Dans le domaine foisonnant des transports, la récente volte-face du secteur automobile en direction d’une électrification totale, du moins dans la plupart des pays occidentaux et dans une bonne partie de la Chine, constitue un tournant majeur, une petite révolution.
Elle cristallise autant les promesses de lendemains verts que les risques de dérapage incontrôlé : finitude et conditions d’extraction de ressources métalliques critiques, disponibilité de postes de charge, nature de l’électricité impliquée, masse, puissance et gabarit des véhicules concernés, constructeurs historiques bousculés, enjeux géopolitiques… constituent autant de thèmes sensibles au sujet desquels l’avenir tranchera.
Au milieu d’une actualité riche d’annonces spectaculaires autant que de craintes de la découverte d’effets rebond délétères, aborder l’histoire de la voiture électrique peut permettre, par des rapprochements, d’apporter quelques clés de compréhension. La voiture électrique n’est en effet pas du tout une innovation récente.
Elle a jalonné l’histoire de l’automobile de régulières apparitions, souvent brèves mais toujours remarquées. À plusieurs reprises, les spécialistes y ont cru souvent dur comme fer, le temps de mettre au point quelques prototypes, parfois des petites séries, avant de tout abandonner et de ne lui voir plus aucun avenir.
L’analyse des publications de ces différentes époques donne une idée sur les évènements notables qui ont caractérisé ces allées et venues, entre ferveur et dénigrement, que la courbe chronologique ci-dessous, certes subjective, permet de visualiser.

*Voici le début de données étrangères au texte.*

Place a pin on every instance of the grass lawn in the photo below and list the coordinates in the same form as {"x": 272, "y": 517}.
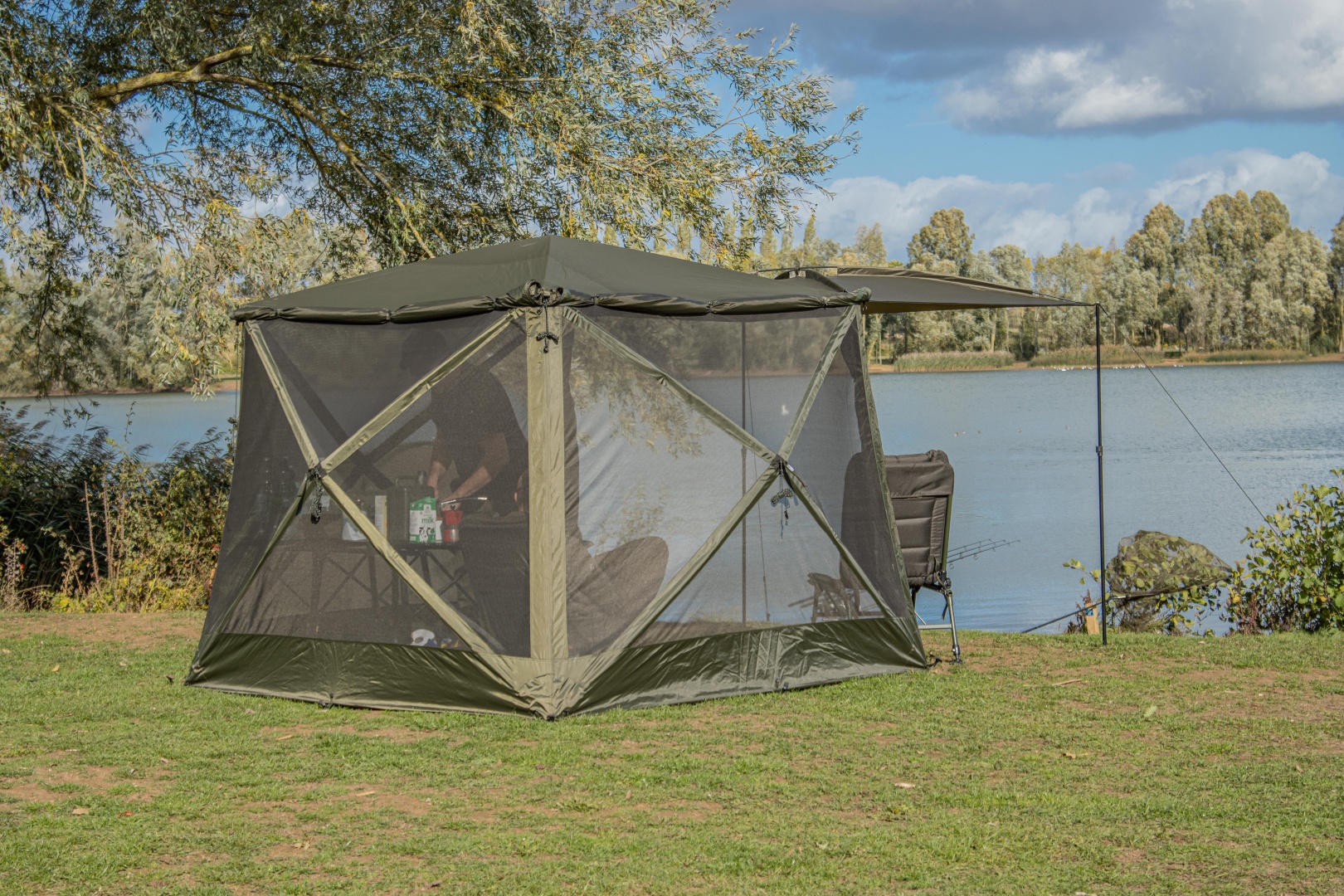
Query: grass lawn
{"x": 1046, "y": 765}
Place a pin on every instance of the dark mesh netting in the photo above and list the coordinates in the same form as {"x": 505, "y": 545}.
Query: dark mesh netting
{"x": 836, "y": 461}
{"x": 321, "y": 583}
{"x": 648, "y": 480}
{"x": 706, "y": 356}
{"x": 339, "y": 377}
{"x": 769, "y": 572}
{"x": 268, "y": 476}
{"x": 446, "y": 483}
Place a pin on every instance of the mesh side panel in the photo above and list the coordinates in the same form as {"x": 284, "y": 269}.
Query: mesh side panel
{"x": 835, "y": 458}
{"x": 474, "y": 419}
{"x": 704, "y": 353}
{"x": 339, "y": 375}
{"x": 320, "y": 585}
{"x": 789, "y": 578}
{"x": 647, "y": 480}
{"x": 268, "y": 475}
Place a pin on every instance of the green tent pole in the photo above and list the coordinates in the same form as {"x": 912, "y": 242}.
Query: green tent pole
{"x": 745, "y": 472}
{"x": 1101, "y": 486}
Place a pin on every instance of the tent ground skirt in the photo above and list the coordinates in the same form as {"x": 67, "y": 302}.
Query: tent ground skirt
{"x": 385, "y": 676}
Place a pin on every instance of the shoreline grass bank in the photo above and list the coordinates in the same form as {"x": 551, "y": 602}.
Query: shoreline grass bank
{"x": 1113, "y": 356}
{"x": 1045, "y": 765}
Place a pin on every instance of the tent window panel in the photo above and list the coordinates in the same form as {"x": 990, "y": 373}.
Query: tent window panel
{"x": 466, "y": 440}
{"x": 339, "y": 377}
{"x": 320, "y": 585}
{"x": 706, "y": 355}
{"x": 835, "y": 458}
{"x": 788, "y": 574}
{"x": 269, "y": 473}
{"x": 648, "y": 479}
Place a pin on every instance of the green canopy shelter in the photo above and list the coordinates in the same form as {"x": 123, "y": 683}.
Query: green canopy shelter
{"x": 554, "y": 477}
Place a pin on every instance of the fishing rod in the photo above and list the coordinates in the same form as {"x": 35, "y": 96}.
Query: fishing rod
{"x": 976, "y": 548}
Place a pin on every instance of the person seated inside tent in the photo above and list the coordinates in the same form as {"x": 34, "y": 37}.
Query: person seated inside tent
{"x": 476, "y": 433}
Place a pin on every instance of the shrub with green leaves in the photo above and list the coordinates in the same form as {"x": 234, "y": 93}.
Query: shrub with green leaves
{"x": 1293, "y": 578}
{"x": 90, "y": 524}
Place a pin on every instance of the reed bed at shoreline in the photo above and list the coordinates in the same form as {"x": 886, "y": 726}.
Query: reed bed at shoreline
{"x": 936, "y": 362}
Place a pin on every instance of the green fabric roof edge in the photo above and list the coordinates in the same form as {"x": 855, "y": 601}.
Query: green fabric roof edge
{"x": 903, "y": 289}
{"x": 548, "y": 271}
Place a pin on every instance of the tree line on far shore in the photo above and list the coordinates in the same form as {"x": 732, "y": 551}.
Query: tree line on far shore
{"x": 1238, "y": 275}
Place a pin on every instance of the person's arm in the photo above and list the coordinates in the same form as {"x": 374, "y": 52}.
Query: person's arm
{"x": 494, "y": 460}
{"x": 436, "y": 473}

L’histoire de la voiture électrique commence en 1881, lorsque Gustave Trouvé arpente les rues de Paris avec un gros tricycle anglais sur lequel il a installé un moteur électrique et des accumulateurs au plomb, inventés quelques années auparavant par le physicien Gaston Planté.
On peut contester qu’il s’agisse vraiment d’une automobile (le terme n’existe d’ailleurs pas encore), sachant que des voitures à vapeur avaient déjà été expérimentées, d’abord en Angleterre, depuis les années 1820. Quoi qu’il en soit, c’est bien dans les années 1880 qu’émergent plusieurs concepts d’automobiles, à l’électricité, à la vapeur, au gaz ou à l’essence de pétrole.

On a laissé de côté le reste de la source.